Никогда в жизни не смогу забыть тембр этого единственного слова. Это было не акустическое выражение согласия, а обнажение души. Одно слово убедило меня в том, что в душе этого ангела что-то произошло, созвучное переживаемым мной душевным турбулентностям.
Близость двух молодых людей разорвалась через два часа. Эстрада закончилась, Жанна окружена членами ее кружка. Меня зовут товарищи, которые уже сели на платформу грузовика. Расстаемся с Жанной без прощания — ужас. Долгие годы она была королевой моих мечтаний. Прошло с этого незабвенного дня 50 лет, и я не перестал мечтать!
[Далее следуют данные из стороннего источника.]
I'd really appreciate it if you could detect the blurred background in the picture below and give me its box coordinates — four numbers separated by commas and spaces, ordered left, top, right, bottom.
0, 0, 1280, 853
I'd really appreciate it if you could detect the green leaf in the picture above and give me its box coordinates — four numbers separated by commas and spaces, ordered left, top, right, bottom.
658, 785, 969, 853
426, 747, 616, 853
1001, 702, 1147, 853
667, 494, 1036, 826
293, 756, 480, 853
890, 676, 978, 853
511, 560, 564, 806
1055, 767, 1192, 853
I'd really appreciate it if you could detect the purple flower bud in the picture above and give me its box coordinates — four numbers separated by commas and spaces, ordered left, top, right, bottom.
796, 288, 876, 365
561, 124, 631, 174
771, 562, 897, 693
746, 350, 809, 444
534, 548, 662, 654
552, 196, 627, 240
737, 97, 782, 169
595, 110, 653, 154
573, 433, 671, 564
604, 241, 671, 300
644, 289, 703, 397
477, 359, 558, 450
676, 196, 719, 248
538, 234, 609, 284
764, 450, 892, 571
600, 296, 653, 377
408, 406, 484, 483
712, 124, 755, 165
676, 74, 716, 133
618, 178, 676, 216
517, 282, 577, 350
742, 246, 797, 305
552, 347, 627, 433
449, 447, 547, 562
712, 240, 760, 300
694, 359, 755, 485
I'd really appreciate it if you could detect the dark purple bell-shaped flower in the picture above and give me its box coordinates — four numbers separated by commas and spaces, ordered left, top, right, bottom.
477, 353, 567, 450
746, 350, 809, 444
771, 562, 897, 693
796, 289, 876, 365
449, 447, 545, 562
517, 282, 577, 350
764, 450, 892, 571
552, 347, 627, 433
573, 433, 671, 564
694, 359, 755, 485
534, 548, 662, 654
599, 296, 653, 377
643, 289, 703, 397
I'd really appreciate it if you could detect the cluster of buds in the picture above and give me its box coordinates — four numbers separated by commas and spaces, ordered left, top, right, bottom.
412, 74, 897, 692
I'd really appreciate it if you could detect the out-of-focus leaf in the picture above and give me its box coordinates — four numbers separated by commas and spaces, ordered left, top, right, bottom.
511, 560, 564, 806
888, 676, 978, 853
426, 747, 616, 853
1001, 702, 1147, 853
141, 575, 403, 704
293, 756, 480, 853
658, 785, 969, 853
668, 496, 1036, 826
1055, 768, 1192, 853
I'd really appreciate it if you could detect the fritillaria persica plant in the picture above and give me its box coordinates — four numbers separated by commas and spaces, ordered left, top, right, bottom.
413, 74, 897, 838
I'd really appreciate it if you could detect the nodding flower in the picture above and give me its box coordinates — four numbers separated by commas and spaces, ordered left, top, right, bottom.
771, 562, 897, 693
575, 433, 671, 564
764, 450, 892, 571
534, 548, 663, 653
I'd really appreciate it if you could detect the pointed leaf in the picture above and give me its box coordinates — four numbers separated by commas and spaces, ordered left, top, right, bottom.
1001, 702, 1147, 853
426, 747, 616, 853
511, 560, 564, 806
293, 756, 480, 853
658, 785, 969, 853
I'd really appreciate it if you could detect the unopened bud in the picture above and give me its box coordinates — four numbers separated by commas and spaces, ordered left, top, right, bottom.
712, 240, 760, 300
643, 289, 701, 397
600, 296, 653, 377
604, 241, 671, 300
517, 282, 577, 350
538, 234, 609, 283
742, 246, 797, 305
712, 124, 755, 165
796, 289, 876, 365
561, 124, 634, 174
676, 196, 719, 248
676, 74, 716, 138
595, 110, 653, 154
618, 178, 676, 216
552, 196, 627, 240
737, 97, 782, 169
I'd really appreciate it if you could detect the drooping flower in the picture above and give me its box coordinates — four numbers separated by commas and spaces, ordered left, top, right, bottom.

Изгнание с политработы. Ст. Игумново весной 1947 годаВзаимные отношения с начальником по политчасти лейтенантом Ведерниковым после «игрушечного скандала» перед Рождеством не улучшились. Он не мог забыть, что старший антифашистского актива его подвел. Хороший дипломат должен был знать, что струна может порваться под повышенным напряжением. Но я родился в начале мая — Телец, — и тельцы хорошими дипломатами не бывают. Так и судьба шла своей тропой.
Для информации немецких военнопленных в Москве с участием Германского национального комитета свободной Германии издавалась на немецком языке еженедельная газета «Freies Deutschland» (Свободная Германия). Начиная приблизительно с весны 1944 года эта газета регулярно доставлялась в лагеря в нескольких экземплярах. К обязанностям активистов прибавилась и читка этих газет, как мероприятие просвещения немцев в духе социализма и коммунизма. Палитра известий включала в себя информацию о жизни и политическом развитии Германии как восточной, так и западной. Стиль пропаганды многим из нас ну никак не нравился. Недовольны односторонним представлением событий были не только «политически рядовые военнопленные». Слишком уж неуклюже редакция составляла статьи, и тем самым мешала активистам распространять ту идеологию, которую в СССР тогда считали социалистической.
В один прекрасный день Ведерников обращается ко мне:
— Фритцше, будет читательская конференция газеты Freies Deutschland.
— Что это такое? — спрашиваю.
— Приезжают из Москвы представители редакции, в том числе — может быть — даже главный редактор. Пусть соберутся военнопленные и выскажут свое мнение о содержании газетных статей. Редакция учтет суть этих высказываний и на этой базе повысит качество газеты. Но выступления должны быть хорошо подготовлены. Надо выбрать способных ораторов, дать им тему и написать конспект выступления. Срок тебе только 10 суток. Конспекты покажешь мне, для утверждения.
— Есть господин лейтенант, — отвечаю, а мысли мои улетают в совершенно недопустимое направление. Зачем утвердить? Зачем определить темы? Такие выступления не могут иметь ничего общего с действительным мнением массы военнопленных. Если в конспекте будет критика, то Ведерников подтверждение не даст. Важно все-таки сказать редакторам, как на деле можно улучшить эффективность газетной пропаганды. Значит, придется мне выступить без конспекта и таким путем помочь редакторам. И только на эту цель направились мои размышления.